El 25 de junio de 1815, cuando ya había sido nombrado inspector, Pedro García Faria remite al Director General de Obras Públicas un extracto  de los trabajos realizados en la Jefatura de Obras Públicas de Barcelona durante el  período que va desde el 29 de marzo de 1913 hasta el 15 de junio de 1915, época en la que García Faria ejerció como Ingeniero Jefe de la provincia[166]:

Comunicaciones entradas
7.660
Comunicaciones expedidas
9.012
Expedientes de expropiación tramitados
10
idem a punto de ser ultimados
5
Proyectos de reparación con arreglo a varios formularios
27
Proyectos de conservación
41
Proyectos nuevas de carreteras
6
Proyectos de caminos vecinales
10
LIQUIDACIONES: de carreteras
4
                                 de reparación
4
                                 de conservación del trienio 1911 a 1913
15
                                 de caminos vecinales
8

 

Según los datos expuestos, los trabajos realizados por la Jefatura de Obras Públicas de la provincia de Barcelona durante los 26 meses y medio en los que Pedro García Faria se mantuvo al frente, alcanzaron, por término medio, los 300 actos administrativos mensuales[167].

Pedro García Faria, Inspector de Obras Públicas

Las peticiones de los alcaldes de Igualada, Arenys de Mar y Vich de que Pedro García Faria permaneciera al frente de la Jefatura de Obras Públicas de Barcelona, no fueron tenidas en cuenta, y el 10 de julio de 1915 Pedro García Faria tomó posesión en Madrid de su cargo de Vocal del Consejo de Obras Públicas como Inspector General[168].

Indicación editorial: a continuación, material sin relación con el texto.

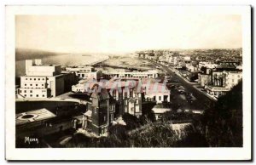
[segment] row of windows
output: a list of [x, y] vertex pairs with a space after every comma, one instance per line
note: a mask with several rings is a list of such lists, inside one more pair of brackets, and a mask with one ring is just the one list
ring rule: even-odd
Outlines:
[[[24, 84], [25, 86], [26, 86], [26, 83]], [[28, 85], [28, 84], [27, 84]], [[32, 86], [32, 84], [31, 83], [30, 86]], [[36, 86], [38, 86], [38, 83], [36, 83]], [[44, 83], [41, 85], [42, 87], [44, 87]]]
[[[18, 90], [18, 91], [19, 91], [19, 90]], [[33, 93], [32, 90], [21, 90], [21, 89], [20, 89], [20, 92], [18, 92], [18, 93], [19, 93], [19, 94], [26, 93], [26, 91], [27, 91], [27, 93]]]
[[[26, 80], [34, 80], [34, 81], [36, 81], [36, 80], [45, 80], [45, 78], [26, 78]], [[46, 78], [46, 80], [48, 80], [48, 78]]]
[[[26, 97], [26, 94], [24, 94], [25, 97]], [[33, 94], [30, 94], [30, 97], [33, 97]], [[39, 97], [39, 94], [35, 94], [36, 97]], [[44, 94], [42, 94], [42, 97], [44, 97]]]

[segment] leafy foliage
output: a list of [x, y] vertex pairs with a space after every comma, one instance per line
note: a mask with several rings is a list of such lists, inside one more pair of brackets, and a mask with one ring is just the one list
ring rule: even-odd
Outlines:
[[242, 82], [206, 111], [202, 123], [210, 146], [242, 146]]

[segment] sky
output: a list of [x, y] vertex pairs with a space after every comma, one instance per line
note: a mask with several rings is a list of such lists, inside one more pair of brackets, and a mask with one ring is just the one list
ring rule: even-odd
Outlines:
[[126, 53], [162, 48], [241, 48], [234, 14], [166, 9], [88, 9], [81, 14], [16, 15], [16, 48], [65, 53]]

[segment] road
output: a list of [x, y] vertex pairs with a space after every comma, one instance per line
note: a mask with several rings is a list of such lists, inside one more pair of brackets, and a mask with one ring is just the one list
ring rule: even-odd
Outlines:
[[163, 71], [166, 71], [170, 76], [172, 76], [172, 80], [178, 80], [179, 82], [181, 83], [181, 85], [185, 88], [186, 92], [189, 92], [189, 93], [193, 94], [193, 95], [196, 98], [196, 100], [193, 102], [193, 105], [191, 105], [192, 106], [200, 108], [201, 110], [206, 110], [216, 102], [216, 100], [208, 98], [203, 93], [201, 93], [201, 91], [196, 89], [193, 86], [193, 83], [191, 84], [190, 82], [184, 80], [183, 77], [180, 77], [178, 75], [174, 73], [167, 66], [158, 64], [158, 63], [156, 63], [153, 60], [149, 60], [149, 61], [151, 61], [154, 64], [155, 64], [155, 65], [159, 65], [160, 67], [161, 67], [161, 69]]

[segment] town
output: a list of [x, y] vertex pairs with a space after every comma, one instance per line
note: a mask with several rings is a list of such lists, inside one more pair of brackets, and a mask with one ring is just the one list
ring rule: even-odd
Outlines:
[[241, 81], [241, 52], [144, 50], [84, 65], [26, 60], [15, 88], [16, 145], [27, 147], [24, 137], [41, 147], [65, 147], [75, 134], [101, 139], [113, 126], [128, 127], [127, 118], [140, 123], [129, 134], [148, 121], [179, 129]]

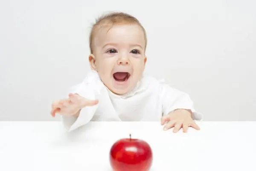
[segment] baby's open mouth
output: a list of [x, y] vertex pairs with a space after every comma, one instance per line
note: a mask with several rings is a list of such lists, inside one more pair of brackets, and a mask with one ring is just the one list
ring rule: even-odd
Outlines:
[[131, 74], [128, 72], [116, 72], [113, 74], [113, 77], [116, 81], [119, 82], [122, 82], [127, 80]]

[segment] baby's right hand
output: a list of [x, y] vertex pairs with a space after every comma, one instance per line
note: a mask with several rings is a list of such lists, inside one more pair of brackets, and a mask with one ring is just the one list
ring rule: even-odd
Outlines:
[[69, 97], [68, 99], [53, 102], [51, 111], [53, 117], [55, 117], [56, 113], [65, 116], [77, 115], [82, 108], [94, 105], [99, 102], [98, 100], [89, 100], [77, 94], [70, 93]]

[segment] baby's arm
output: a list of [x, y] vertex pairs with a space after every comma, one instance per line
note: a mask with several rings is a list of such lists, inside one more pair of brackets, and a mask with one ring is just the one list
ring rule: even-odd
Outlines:
[[202, 115], [194, 109], [193, 102], [187, 94], [163, 83], [160, 83], [160, 91], [164, 116], [175, 110], [188, 109], [191, 111], [193, 120], [202, 120]]
[[[93, 88], [90, 88], [84, 83], [72, 87], [69, 93], [77, 94], [90, 100], [95, 99]], [[98, 105], [87, 106], [81, 109], [73, 116], [61, 115], [61, 120], [65, 127], [69, 131], [71, 131], [88, 123], [93, 118], [98, 107]]]

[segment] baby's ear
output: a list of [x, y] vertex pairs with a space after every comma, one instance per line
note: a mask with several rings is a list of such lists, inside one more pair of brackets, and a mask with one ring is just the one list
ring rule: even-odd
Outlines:
[[89, 62], [90, 65], [91, 67], [91, 69], [93, 70], [97, 71], [97, 68], [96, 67], [96, 65], [95, 64], [95, 57], [93, 54], [90, 54], [89, 55]]

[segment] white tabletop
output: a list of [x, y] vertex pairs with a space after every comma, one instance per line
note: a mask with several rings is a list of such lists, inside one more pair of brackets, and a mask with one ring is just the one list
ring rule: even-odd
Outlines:
[[111, 171], [116, 140], [147, 141], [151, 171], [256, 171], [256, 122], [199, 122], [163, 130], [158, 122], [90, 123], [67, 133], [58, 122], [0, 122], [0, 171]]

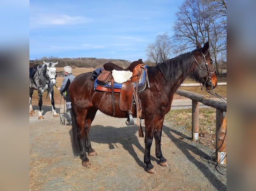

Casi diez años permaneció Pedro García Faria como  inspector de Obras Públicas, con residencia en Madrid, primero en la calle Castellón nº 7 y a partir de 1923 en la calle Hermosilla, nº 53[169]. Las inspecciones de obras y los dictámenes que tenía que realizar le obligaron a viajar con mucha frecuencia. Por ejemplo, tuvo que desplazarse a Zamora para instruir el expediente a un ingeniero subalterno por las irregularidades observadas en el cumplimiento de sus obligaciones, y al mismo tiempo hacer extensivo el expediente a todos los servicios de aquella jefatura[170]. También tuvo que desplazarse hasta Vigo para redactar el dictamen de 6 de junio de 1916, sobre los procedimientos más adecuados para la realización de determinadas obras del muelle transversal del puerto de Vigo[171]. Otro de los desplazamientos (en el documento no indica adónde) que tuvo que realizar fue para dictaminar y proponer los medios convenientes para resolver las diferencias surgidas en la distribución del agua dedicada al riego entre la comunidad de regantes (sindicato agrícola del Ebro) y la compañía de canalización y riegos del río Ebro[172]. Otro ejemplo lo tenemos en la Real Orden de 21 de agosto de 1918, por la que se le ordena que realice una visita de inspección a las obras que faltan por terminar en la carretera entre Balaguer y la frontera francesa en la provincia de Lérida[173].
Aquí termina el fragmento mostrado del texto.